Part 1: Framing Sentiment Analysis as a Systems Problem (Not a Modeling Problem)
Why most sentiment analysis pipelines fail before training even begins
Most sentiment analysis tutorials start with models.
Logistic regression vs LSTM.
TF-IDF vs embeddings.
Accuracy comparisons and leaderboard scores.
That’s already the wrong starting point.
If you’ve worked with real-world sentiment data, you’ve likely seen the same failure modes repeat:
Models plateau early
Small feature changes swing results wildly
Improvements don’t generalize out of sample
This isn’t because sentiment analysis is poorly understood.
It’s because sentiment analysis is rarely framed as a system-design problem.
In this series, we treat it as one.
Sentiment Analysis Is Not a Single Task
“Detect sentiment” sounds simple until you inspect the data.
In this dataset, we’re classifying tweets into:
positive
neutral
negative
But immediately, ambiguity appears:
Neutral tweets dominate the dataset
Language is noisy and sometimes incorrect
Many tweets are variations of the same event context
Before touching a model, we ask a more important question:
Where can real signal plausibly exist?
Class Imbalance and Why Accuracy Is Misleading
The dataset is moderately imbalanced:
~50% neutral
~25% positive
~25% negative
This immediately rules out accuracy as a useful metric.
Accuracy rewards predicting “neutral” often — even if the model is useless.
Instead, we commit to weighted F1, which:
penalizes poor minority-class performance
reflects real-world cost asymmetry
forces the system to care about all labels
This decision alone prevents a large class of silent failures.
Metadata Isn’t Optional — It’s Signal
Author Identity
At first glance, author ID seems irrelevant.

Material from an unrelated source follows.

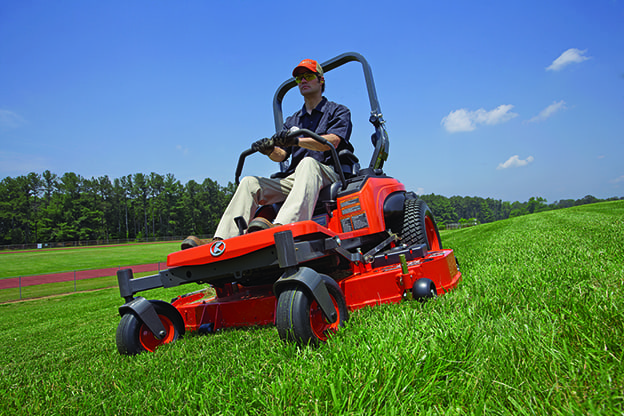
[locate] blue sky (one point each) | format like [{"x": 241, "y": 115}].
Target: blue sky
[{"x": 500, "y": 99}]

But aggregation reveals a pattern:
authors who tweet neutrally tend to remain neutral
sentiment behavior clusters by user
This is behavioral leakage — and ignoring it discards usable signal.
Retweet Count
Retweet count is noisy and inconsistent.
Its relationship with sentiment isn’t obvious.
But uncertainty doesn’t mean uselessness.
In systems work, ambiguous features are retained until proven harmful — not discarded prematurely.
Language Field
Despite noise, nearly all tweets are English.
This feature adds entropy without information.
It is removed.
Tweet Length
Length distributions overlap heavily across classes.
Still, subtle differences exist — especially between neutral and negative tweets.
Weak signals matter when aggregated.
First Contact with Text: Why Frequency Lies
We begin with CountVectorizer and word clouds — not for modeling, but for inspection.
The result is predictable:
words like happy, mother, day dominate
context overwhelms sentiment
This confirms a core principle:
Raw frequency reflects topic, not sentiment.
This sets the stage for representation learning — which we tackle next.
What This Part Established
Sentiment analysis failures start before modeling
Metrics encode assumptions — choose them deliberately
Metadata often matters more than intuition suggests
Representation quality sets performance ceilings
In Part 2, we move from intuition to geometry — and examine what sentiment looks like once converted into vectors.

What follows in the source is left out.